Hardware and/or Software Maintenance 
  • Detail the maintenance procedures for hardware and/or software items that are critical to successful operation of the cryptographic services. This should include the security measures taken to protect the integrity of the hardware and/or software by uncleared maintenance staff, as well as ensuring hardware and/or software has been adequately sanitised prior to release.
  • Detail the procedures for testing or verification of software upgrades to critical cryptographic services in either the hardware (through firmware) or software.
Key Resources
  • Provide a description of the resources required for operating, maintaining, and supporting the system once it is put into production. Roles to consider include any key custodians, support groups, and any business roles etc.
  • Outlining the risk aspect of the keys with likelihood, consequences and impact for various likely scenario needed to be outlined.
  • Key conveyance and Key Destruction must be tracked either as soft-copy or hard copy, so its best practise to use standard Key conveyance forms/ Key Destruction forms and file them for record purposes.

Sunday, October 2, 2011

PIN Security and Key Management Control based guidelines

I found this document on PIN Security and Key Management from controls and audit perspective...

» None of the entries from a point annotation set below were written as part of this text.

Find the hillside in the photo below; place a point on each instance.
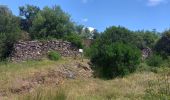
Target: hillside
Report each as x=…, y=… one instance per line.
x=70, y=79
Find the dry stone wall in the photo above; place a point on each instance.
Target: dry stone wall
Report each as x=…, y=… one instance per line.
x=33, y=50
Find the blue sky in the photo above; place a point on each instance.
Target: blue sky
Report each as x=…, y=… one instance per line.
x=133, y=14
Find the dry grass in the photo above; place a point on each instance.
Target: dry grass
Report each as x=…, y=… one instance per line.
x=132, y=87
x=129, y=88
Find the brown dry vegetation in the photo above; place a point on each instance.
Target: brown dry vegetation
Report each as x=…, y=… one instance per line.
x=49, y=80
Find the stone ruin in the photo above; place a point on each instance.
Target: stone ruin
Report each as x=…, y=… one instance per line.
x=34, y=50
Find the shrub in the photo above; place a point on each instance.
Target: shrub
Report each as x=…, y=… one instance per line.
x=116, y=59
x=75, y=40
x=53, y=55
x=155, y=60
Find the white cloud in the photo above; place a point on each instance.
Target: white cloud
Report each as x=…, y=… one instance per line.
x=84, y=20
x=155, y=2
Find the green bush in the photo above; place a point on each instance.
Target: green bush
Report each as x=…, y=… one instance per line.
x=75, y=39
x=53, y=55
x=116, y=59
x=154, y=60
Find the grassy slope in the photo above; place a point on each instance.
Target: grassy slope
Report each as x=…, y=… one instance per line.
x=132, y=87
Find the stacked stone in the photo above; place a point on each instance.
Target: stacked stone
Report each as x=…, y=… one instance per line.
x=32, y=50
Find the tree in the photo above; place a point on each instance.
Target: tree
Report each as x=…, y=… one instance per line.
x=96, y=34
x=115, y=53
x=146, y=38
x=115, y=59
x=51, y=22
x=9, y=31
x=118, y=34
x=162, y=47
x=28, y=14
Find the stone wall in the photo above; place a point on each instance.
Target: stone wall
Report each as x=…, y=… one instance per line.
x=32, y=50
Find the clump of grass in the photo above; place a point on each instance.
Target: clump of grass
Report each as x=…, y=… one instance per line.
x=45, y=94
x=53, y=55
x=158, y=89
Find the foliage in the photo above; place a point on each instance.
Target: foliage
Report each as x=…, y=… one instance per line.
x=53, y=55
x=52, y=22
x=75, y=39
x=9, y=31
x=162, y=46
x=27, y=14
x=155, y=60
x=146, y=39
x=118, y=34
x=116, y=59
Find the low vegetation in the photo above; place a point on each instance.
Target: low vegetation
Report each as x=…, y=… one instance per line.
x=53, y=55
x=114, y=68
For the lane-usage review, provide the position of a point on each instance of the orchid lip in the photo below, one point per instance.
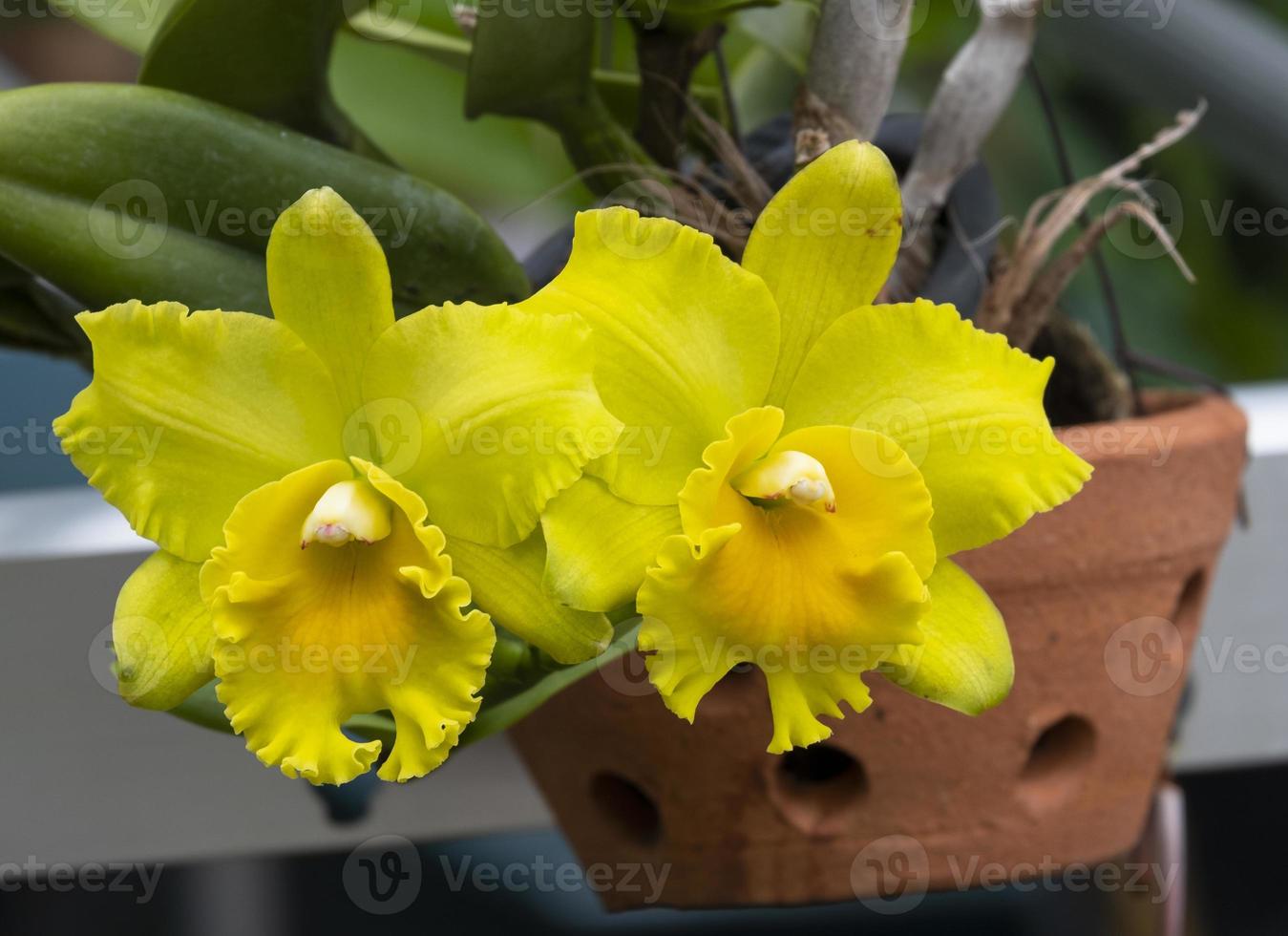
(347, 512)
(787, 478)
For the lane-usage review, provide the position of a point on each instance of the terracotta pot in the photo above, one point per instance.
(1103, 600)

Billions of PIN activated transactions are switched through shared ATM and POS networks each year. Each of these transactions is originated using a debit or credit card and Personal Identification Number. With each interchange transaction, the security of the customer's PIN is under the control of as many as eight or more processing entities. The financial institution, which issues the card, must rely on the security procedures and controls of the acquiring entities with which the card issuer may not have any business relationship.

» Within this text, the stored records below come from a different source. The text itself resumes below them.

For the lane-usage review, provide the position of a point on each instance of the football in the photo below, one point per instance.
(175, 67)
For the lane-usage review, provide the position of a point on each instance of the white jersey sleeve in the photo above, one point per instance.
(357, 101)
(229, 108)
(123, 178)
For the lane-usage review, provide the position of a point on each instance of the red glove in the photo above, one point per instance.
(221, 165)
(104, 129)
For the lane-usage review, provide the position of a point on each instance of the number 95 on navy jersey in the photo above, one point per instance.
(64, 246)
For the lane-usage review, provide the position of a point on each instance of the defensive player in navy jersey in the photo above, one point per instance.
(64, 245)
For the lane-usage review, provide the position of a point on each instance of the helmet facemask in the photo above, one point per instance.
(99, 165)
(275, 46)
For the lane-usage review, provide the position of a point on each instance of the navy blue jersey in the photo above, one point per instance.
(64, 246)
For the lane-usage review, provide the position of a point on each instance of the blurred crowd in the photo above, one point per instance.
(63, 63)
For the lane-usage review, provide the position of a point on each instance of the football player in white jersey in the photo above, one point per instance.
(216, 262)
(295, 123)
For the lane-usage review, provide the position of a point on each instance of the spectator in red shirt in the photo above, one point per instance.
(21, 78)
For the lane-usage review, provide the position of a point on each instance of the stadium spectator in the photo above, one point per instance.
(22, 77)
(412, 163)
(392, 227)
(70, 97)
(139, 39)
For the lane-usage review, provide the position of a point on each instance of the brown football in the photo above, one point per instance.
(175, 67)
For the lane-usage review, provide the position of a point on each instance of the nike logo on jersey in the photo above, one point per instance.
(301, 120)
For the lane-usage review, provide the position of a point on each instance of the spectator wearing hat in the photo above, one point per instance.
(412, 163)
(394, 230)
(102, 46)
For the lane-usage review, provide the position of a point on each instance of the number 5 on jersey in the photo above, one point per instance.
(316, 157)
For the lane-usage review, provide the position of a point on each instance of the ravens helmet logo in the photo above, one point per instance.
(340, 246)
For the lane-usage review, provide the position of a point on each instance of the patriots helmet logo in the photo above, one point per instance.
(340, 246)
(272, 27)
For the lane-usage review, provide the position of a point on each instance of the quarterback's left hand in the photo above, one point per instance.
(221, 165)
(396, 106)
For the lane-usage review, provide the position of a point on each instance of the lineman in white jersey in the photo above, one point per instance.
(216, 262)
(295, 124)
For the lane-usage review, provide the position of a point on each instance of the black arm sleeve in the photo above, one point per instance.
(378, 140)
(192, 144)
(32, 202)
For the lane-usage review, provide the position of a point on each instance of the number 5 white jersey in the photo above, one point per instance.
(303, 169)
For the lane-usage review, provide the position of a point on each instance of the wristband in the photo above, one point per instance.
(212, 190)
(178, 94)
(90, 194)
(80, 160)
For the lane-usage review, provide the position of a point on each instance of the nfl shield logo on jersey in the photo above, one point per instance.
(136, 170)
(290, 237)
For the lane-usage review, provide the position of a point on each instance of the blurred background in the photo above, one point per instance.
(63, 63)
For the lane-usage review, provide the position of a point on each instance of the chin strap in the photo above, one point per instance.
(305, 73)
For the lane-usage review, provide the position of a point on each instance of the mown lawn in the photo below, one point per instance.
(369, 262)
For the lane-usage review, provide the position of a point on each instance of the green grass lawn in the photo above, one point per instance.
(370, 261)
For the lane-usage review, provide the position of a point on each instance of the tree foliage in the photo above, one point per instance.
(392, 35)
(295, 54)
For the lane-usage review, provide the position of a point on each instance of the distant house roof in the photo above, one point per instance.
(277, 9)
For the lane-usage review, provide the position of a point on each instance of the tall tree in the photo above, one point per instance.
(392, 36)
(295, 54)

The number of interchange transactions is increasing, as is the number of organizations processing interchange transactions (merchants, merchant processors, financial institution processors, third party processors, and switches). As the number of organizations involved in processing interchange transactions increases, so does the risk to financial institutions due to ineffective or inadequate security systems and procedures at the acquiring or intermediary systems.

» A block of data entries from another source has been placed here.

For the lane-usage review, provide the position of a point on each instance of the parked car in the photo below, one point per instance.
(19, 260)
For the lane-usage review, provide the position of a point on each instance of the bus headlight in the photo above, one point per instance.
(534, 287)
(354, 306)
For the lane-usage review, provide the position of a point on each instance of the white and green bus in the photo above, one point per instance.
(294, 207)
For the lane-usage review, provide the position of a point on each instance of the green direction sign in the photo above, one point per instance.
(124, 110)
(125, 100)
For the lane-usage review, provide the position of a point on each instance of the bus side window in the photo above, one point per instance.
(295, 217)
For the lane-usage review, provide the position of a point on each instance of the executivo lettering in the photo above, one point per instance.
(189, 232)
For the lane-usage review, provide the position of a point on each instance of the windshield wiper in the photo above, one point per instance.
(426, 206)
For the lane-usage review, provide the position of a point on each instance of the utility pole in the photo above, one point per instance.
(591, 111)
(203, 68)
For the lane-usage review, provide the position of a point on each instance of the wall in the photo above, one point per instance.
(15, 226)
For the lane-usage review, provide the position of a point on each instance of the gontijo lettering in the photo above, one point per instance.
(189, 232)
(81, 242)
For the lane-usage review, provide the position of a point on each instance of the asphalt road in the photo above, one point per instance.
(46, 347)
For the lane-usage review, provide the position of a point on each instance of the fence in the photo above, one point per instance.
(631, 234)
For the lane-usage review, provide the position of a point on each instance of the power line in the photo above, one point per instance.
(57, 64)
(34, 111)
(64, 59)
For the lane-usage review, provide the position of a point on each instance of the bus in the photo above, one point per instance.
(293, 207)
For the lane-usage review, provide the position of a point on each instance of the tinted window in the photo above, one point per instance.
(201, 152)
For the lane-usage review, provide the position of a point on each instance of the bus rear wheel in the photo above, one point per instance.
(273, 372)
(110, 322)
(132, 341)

Regional and national interchange networks generally mandate security requirements in their operating rules and procedures. Historically, reviewing security procedures and systems for compliance to the network operating rules was left to the network member or processor. Because the technical expertise in the area of EFT security can vary greatly between and within organizations, the depth of the review can vary greatly. In order to standardize the process for reviewing security processes and procedures, and to eliminate unnecessary redundant compliance documents throughout the industry, this PIN Security Compliance Guideline has been developed.